OS BONS COMPANHEIROS*

OS BONS COMPANHEIROS
Crônica de Paulo Rebelo

(A difícil relação de amor)

Amigo leitor-A, tenho uma curiosa e inusitada compilação de histórias encadeadas para contar e que, talvez, queiras escutar e que guardam uma estranha semelhança entre si, cujo diagnóstico, tratamento e prognóstico fugiram completamente à minha capacidade médica.

Eis o relato que tenho a fazer: durante a minha vida médica, atendi milhares de pessoas, mas guardo, talvez, uns cinquenta casos na memória. Foram exemplos que me fizeram refletir profundamente e mudar a compreensão de minha própria vida e mundo. Não falo de casos clínicos, falo de existência humana.

Há alguns anos, recebi um casal no consultório na casa dos 50 anos, ainda joviais e maduros, mas com o cenho abatido e tenso. O homem acreditava mesmo que era cardiopata e poderia morrer subitamente.

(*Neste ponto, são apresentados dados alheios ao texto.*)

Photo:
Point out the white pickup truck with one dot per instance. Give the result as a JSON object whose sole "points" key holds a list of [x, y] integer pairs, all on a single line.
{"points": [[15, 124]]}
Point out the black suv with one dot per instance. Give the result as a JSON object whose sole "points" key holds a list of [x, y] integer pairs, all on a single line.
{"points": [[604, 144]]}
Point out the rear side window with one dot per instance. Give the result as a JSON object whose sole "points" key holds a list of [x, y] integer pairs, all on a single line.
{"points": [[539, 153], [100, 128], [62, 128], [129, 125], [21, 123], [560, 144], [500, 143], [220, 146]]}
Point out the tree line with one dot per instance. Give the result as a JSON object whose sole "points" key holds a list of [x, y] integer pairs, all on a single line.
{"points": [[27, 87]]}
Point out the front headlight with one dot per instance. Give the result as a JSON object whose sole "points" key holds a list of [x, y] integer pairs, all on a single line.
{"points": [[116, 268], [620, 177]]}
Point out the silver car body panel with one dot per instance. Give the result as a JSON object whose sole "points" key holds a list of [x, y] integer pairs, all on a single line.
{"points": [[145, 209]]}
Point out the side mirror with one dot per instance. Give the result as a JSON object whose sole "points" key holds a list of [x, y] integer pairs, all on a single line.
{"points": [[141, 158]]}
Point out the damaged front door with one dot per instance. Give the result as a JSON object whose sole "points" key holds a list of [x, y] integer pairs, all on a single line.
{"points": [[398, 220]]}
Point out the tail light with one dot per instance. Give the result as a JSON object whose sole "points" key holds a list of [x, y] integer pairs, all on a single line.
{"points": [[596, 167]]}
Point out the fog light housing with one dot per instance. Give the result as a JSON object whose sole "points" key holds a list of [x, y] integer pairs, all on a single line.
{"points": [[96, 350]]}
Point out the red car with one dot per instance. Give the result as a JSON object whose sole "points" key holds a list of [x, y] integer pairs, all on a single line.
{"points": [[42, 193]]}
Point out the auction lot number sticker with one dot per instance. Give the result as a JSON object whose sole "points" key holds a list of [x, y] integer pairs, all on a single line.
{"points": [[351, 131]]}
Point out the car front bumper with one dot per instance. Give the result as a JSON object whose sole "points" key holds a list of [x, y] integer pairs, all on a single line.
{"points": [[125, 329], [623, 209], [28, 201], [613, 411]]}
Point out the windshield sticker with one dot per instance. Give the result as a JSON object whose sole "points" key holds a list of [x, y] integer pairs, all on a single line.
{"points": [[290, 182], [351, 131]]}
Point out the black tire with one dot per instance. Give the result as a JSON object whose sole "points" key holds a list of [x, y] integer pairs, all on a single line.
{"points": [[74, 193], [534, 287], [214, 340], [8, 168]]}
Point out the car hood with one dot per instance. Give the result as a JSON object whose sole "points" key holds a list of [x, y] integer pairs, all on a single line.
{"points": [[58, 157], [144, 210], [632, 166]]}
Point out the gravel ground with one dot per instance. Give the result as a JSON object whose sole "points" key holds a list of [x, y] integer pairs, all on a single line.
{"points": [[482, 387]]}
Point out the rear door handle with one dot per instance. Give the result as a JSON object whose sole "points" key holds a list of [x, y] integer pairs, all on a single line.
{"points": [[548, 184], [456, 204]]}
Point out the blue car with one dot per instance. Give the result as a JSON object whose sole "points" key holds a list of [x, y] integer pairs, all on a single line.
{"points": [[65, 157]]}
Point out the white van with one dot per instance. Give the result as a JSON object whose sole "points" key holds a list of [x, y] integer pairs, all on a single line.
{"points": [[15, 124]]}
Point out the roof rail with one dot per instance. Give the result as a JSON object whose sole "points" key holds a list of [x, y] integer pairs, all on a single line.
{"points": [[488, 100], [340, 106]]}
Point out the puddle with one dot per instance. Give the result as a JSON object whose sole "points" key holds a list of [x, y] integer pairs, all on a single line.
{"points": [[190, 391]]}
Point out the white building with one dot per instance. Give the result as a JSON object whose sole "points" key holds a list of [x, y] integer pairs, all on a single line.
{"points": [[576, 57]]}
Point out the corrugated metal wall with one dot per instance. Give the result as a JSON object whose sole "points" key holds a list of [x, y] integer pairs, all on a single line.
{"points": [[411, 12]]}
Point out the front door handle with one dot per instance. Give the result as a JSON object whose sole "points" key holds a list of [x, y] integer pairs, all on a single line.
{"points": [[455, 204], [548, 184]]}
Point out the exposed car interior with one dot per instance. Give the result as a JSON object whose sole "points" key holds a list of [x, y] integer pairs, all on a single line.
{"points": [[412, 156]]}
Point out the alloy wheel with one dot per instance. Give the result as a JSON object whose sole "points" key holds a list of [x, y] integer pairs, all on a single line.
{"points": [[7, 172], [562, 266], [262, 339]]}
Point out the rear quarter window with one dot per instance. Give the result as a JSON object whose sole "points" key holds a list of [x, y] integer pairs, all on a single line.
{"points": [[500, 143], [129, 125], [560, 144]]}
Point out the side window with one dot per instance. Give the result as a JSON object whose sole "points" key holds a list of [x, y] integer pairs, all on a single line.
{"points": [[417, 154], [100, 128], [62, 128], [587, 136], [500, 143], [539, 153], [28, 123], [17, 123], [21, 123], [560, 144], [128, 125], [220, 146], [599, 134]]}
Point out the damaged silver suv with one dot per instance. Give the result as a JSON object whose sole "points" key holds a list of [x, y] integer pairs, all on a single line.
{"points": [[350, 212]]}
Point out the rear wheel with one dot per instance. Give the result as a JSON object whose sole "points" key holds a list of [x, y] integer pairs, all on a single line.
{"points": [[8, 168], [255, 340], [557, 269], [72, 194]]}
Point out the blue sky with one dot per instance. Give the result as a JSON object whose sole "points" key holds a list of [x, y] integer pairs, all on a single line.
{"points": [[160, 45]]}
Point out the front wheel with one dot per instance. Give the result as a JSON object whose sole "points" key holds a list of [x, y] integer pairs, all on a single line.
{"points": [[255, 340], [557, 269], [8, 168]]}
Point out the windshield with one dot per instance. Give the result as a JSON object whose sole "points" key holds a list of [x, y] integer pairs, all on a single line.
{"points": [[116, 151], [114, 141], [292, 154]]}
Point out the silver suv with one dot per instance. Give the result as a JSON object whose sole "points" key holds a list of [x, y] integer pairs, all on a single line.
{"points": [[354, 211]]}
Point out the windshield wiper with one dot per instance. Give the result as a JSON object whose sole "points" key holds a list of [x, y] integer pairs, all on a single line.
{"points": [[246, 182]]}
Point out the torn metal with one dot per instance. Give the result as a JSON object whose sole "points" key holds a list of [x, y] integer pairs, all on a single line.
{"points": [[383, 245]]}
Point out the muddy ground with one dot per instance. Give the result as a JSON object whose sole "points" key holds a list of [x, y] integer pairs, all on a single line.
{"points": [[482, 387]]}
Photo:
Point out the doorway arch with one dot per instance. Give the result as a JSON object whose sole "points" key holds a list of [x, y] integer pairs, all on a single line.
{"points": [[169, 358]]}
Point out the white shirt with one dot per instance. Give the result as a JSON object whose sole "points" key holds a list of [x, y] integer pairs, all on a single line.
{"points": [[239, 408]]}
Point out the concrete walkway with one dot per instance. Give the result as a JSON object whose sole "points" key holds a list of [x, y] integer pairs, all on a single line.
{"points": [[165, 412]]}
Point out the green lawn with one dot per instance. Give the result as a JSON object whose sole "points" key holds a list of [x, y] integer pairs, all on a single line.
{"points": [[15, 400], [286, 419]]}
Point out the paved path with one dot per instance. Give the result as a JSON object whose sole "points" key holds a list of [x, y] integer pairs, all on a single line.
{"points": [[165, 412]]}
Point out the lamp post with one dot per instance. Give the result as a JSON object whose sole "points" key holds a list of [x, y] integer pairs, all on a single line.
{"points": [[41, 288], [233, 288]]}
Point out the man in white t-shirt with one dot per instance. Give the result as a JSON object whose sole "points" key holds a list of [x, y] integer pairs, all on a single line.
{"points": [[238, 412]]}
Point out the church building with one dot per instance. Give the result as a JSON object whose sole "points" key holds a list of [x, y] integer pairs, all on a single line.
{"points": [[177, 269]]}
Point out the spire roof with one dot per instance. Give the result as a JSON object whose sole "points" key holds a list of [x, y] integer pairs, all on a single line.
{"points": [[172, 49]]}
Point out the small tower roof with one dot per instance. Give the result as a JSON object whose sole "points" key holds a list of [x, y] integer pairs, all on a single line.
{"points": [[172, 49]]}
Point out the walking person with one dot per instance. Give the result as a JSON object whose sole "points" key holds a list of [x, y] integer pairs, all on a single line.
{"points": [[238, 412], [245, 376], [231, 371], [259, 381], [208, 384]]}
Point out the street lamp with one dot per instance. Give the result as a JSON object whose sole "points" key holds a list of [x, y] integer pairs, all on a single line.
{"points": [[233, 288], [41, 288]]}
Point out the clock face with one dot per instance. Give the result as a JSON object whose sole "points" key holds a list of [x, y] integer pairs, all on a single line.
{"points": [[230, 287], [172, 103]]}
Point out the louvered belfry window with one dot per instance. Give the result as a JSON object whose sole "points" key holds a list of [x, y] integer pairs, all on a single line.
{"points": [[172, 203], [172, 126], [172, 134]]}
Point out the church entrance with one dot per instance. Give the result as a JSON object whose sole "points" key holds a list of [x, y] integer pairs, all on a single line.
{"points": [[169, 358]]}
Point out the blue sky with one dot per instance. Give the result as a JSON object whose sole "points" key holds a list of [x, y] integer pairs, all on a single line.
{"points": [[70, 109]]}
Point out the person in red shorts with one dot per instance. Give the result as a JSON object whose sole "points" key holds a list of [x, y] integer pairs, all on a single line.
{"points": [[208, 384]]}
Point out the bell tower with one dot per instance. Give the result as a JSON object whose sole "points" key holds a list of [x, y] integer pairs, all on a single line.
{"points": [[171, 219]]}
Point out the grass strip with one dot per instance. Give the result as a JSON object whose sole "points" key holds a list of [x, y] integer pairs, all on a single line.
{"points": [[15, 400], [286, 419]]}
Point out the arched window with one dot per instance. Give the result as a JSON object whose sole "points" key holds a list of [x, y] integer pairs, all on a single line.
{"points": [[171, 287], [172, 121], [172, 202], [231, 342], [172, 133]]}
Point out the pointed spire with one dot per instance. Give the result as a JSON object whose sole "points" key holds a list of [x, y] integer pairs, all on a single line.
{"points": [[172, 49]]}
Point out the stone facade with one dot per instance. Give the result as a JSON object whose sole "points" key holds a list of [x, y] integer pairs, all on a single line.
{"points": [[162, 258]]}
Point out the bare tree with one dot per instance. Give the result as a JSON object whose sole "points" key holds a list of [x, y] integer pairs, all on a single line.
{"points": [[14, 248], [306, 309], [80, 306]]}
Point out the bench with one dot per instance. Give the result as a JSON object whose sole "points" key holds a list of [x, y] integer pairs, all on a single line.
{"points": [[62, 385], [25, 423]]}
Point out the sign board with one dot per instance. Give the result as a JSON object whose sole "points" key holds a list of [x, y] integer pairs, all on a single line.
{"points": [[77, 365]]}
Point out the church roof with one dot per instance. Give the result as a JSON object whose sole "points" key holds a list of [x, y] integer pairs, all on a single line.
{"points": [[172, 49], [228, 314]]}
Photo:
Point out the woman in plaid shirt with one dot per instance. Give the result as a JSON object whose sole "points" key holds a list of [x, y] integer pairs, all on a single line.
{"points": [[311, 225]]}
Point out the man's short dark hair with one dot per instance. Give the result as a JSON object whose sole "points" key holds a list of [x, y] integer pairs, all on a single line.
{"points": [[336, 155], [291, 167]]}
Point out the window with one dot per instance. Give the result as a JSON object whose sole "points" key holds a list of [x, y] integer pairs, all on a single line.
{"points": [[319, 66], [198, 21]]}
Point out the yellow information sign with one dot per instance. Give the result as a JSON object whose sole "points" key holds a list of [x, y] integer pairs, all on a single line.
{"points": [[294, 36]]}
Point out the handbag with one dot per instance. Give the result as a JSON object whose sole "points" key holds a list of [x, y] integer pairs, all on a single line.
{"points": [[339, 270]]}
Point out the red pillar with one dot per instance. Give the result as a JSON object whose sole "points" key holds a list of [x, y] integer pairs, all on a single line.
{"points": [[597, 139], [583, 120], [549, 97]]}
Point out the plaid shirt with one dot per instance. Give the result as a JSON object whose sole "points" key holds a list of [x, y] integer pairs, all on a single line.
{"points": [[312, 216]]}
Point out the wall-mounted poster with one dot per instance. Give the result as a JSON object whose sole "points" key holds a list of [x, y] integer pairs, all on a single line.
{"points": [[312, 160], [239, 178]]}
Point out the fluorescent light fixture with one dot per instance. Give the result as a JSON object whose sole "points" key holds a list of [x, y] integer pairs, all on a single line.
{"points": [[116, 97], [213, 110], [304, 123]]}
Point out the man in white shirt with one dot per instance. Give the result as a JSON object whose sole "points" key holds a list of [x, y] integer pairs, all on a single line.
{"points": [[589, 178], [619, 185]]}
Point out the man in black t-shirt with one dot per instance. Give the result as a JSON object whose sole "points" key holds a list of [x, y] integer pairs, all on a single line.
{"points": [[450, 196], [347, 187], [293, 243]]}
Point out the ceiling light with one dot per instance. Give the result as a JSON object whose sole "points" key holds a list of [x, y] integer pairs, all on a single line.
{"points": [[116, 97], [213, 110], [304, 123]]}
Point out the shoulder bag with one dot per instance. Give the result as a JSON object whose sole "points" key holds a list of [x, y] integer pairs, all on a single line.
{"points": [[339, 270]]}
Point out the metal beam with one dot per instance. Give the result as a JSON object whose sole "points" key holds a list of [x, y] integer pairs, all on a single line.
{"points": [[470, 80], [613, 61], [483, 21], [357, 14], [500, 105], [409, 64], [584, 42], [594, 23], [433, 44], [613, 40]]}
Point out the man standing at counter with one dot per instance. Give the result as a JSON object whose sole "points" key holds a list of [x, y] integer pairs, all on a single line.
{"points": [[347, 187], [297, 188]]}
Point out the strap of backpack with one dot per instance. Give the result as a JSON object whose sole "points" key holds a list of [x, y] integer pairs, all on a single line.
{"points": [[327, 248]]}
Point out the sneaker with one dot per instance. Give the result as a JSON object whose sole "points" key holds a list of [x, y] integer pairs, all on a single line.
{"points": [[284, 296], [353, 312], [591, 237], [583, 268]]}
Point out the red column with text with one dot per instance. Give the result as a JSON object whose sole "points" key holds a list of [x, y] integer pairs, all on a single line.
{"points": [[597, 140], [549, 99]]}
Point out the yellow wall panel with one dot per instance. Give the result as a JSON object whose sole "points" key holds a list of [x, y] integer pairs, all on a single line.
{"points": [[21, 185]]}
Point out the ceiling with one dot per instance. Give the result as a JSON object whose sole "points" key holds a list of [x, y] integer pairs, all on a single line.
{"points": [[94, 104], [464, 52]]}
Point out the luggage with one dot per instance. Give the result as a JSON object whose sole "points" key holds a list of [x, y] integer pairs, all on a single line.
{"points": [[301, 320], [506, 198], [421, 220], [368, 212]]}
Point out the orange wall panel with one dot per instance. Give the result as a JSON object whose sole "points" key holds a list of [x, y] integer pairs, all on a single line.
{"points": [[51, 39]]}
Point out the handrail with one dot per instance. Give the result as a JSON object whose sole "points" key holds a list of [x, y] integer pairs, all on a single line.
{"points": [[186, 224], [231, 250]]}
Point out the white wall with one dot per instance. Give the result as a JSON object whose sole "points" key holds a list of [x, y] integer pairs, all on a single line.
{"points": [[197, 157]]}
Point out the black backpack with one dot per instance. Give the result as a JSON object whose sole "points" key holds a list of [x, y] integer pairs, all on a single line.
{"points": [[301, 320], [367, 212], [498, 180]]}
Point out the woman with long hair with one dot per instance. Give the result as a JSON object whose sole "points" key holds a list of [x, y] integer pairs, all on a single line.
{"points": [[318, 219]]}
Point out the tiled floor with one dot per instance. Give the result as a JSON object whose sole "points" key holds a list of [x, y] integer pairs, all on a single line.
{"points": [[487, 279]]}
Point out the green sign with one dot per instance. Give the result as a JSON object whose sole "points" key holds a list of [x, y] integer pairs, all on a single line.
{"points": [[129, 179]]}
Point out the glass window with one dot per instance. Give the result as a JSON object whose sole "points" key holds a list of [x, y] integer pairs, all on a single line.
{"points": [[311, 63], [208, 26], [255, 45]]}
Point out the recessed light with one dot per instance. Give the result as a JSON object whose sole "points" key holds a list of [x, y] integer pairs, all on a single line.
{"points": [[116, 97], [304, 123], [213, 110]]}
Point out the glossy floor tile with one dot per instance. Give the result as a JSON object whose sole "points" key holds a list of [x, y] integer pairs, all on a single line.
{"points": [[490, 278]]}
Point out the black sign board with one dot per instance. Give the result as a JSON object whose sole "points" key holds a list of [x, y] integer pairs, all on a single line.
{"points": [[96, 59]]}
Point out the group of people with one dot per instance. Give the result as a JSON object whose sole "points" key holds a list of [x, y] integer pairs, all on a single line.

Tudo que lhe era perguntado, antes de responder, o casal se entreolhava, talvez, buscando o homem confirmação da mulher.

A consulta transcorria bem, todavia chamava atenção essa necessidade sua de aprovação por parte da mulher.

À medida que ampliava a anamnese ou questionário médico, vim a saber que o casal não era de marido e mulher e sim, de “exes”. Curioso, não? Até então, eu lutava para não fazer nenhum pré-julgamento.

O homem e a mulher estavam novamente casados, mas ele com outra mulher e ela com outro homem, respectivamente. Mantinham eles um peculiar relacionamento agora de “amigos”.

Uma vez que do ponto de vista orgânico, nada de anormal existia em seu coração, eram tão somente a sua ansiedade, tensão e transtorno do pânico que lhe provocavam uma forte sintomatologia física a ponto de achar erroneamente que poderia morrer, de fato.

Assegurado que estava saudável, no retorno, de posse de exames seus normais, já mais à vontade e sorridente, eu lhes perguntei brincando:
“Mas, seu Robério e dona Márcia, que história é essa? Não rola nenhum “FLASHBACK” entre vocês? Sorriram. “Não, doutor!” Ele respondeu. “E a tua atual mulher não tem ciúmes?” “O seu companheiro não cria caso, dona Márcia?” “Nós casais não somos propriamente amigos”, mas nos respeitamos.

“Doutor, sempre foi assim. Ele não faz nada sem me consultar!” “Eu confio muito nela”, disse ele. “E a tua mulher?” “Ela é inexperiente”, disse ele. Na verdade, ela parece que congela quando ele mais precisa dela, disse ela. O homem recebeu alta da cardiologia e com a devida orientação. Nunca voltou. Bem, nos bastidores, brincando, o médico diz que quando o paciente desaparece é porque ficou bom, trocou de médico ou porque morreu! Nunca soube dele durante alguns anos.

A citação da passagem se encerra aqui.